Quel cambio di nome nelle vie del paese aveva suscitato nei compaesani notevole scalpore, discussioni e contestazioni. Un tourbillon di prese di posizioni contrarie al modo scriteriato d’operare da parte del Sindaco. L’operazione lasciava l’amaro in bocca a tantissime persone, c’era pure chi paventava secondi fini dietro quel cambio di toponomastica. D’altronde tutto il paese conosceva il modo politico d’agire del Sindaco. Il sospetto, seppure dietrologico, non era mica campato in aria.
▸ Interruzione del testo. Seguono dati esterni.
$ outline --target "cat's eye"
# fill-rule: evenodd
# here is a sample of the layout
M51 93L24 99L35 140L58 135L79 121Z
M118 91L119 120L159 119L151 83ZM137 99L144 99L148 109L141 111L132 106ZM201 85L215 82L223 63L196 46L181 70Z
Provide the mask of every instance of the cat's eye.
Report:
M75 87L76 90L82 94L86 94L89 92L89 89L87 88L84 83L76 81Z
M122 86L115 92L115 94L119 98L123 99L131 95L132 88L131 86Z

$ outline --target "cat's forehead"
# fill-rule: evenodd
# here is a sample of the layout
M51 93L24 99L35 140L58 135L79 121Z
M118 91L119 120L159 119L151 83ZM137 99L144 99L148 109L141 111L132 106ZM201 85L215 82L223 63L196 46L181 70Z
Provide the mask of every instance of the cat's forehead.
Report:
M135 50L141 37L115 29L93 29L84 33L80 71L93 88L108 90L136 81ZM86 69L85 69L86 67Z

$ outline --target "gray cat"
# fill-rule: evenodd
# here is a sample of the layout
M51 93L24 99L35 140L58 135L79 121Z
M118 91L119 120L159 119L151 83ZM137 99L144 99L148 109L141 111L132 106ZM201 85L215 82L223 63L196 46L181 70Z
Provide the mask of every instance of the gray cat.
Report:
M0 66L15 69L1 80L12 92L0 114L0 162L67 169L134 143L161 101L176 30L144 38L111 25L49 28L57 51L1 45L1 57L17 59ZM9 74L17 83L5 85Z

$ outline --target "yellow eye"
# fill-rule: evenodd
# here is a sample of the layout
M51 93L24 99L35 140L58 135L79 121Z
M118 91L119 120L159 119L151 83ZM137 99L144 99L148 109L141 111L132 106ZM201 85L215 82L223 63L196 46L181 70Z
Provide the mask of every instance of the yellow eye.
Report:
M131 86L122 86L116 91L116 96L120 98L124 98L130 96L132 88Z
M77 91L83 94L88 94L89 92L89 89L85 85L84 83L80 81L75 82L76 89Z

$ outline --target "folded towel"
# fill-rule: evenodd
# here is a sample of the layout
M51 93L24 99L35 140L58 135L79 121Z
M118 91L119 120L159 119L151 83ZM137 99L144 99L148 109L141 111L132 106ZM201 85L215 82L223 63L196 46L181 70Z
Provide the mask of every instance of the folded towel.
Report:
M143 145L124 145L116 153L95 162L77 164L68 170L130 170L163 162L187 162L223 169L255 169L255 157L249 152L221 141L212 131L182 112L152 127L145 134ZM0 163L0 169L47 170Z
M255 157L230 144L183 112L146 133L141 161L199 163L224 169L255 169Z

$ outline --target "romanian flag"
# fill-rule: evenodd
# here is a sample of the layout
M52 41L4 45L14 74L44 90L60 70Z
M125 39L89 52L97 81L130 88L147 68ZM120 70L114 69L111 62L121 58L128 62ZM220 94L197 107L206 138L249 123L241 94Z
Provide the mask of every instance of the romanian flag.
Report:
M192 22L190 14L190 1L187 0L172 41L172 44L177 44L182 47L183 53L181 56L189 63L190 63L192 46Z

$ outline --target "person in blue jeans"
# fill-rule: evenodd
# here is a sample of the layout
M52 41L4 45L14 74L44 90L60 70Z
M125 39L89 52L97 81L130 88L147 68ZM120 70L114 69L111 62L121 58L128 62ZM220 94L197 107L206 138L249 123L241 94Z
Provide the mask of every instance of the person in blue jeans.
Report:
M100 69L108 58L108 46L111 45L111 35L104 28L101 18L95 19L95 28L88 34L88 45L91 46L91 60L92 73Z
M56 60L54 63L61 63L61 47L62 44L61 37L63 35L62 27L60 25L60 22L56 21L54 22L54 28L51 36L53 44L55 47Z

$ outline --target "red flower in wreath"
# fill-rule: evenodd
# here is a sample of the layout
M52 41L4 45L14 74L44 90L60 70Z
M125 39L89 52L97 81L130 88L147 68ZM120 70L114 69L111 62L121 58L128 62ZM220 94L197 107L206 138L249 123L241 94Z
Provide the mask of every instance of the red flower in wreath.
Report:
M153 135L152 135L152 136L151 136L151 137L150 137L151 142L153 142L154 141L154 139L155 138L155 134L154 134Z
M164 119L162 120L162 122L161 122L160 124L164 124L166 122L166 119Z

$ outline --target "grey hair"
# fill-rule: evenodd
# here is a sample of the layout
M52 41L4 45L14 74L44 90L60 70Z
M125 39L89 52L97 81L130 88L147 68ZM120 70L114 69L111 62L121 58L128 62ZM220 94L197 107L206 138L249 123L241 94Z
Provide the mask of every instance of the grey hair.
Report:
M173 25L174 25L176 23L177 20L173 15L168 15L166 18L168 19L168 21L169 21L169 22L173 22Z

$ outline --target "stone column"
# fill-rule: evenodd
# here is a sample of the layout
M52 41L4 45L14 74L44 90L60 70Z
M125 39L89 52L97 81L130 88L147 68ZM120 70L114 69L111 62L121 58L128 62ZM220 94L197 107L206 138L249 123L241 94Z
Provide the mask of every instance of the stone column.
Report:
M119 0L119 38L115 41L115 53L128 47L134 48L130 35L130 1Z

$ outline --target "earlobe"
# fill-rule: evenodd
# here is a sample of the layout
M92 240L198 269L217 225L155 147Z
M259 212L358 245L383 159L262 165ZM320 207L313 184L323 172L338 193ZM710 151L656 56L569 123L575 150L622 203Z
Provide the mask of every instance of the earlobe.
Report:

Ritornati in paese i titolari non appena misero piede in Piazzetta si trovarono surclassati dal chiacchiericcio della gente che a iosa si divertiva con sarcasmo e sardonici a disquisire sull’argomento. Il fatto era diventato un pettegolezzo da libello. Nei bar, nei negozi, nei crocicchi il discorso principe che infarciva l’aria era quello: d’altro non si parlava se non della toponomastica. Capannelli a gogò, fluidi osmotici di persone che da uno all’altro si spostavano come onde e flutti infuriate, e il subbuglio era totale. Inutile, alla gente il fatto premeva e ognuno diceva la sua. Erano incavolati sullo spezzettamento delle vie, sull’affidamento alla ditta, sui nuovi nomi stessi etc. L’unica cosa su cui concordavano era quella di dare i nomi alle strade fuori paese considerato che tante persone avevano la residenza nelle contrade.
Dalle stelle non farfugliava nemmeno un brusio di circostanza.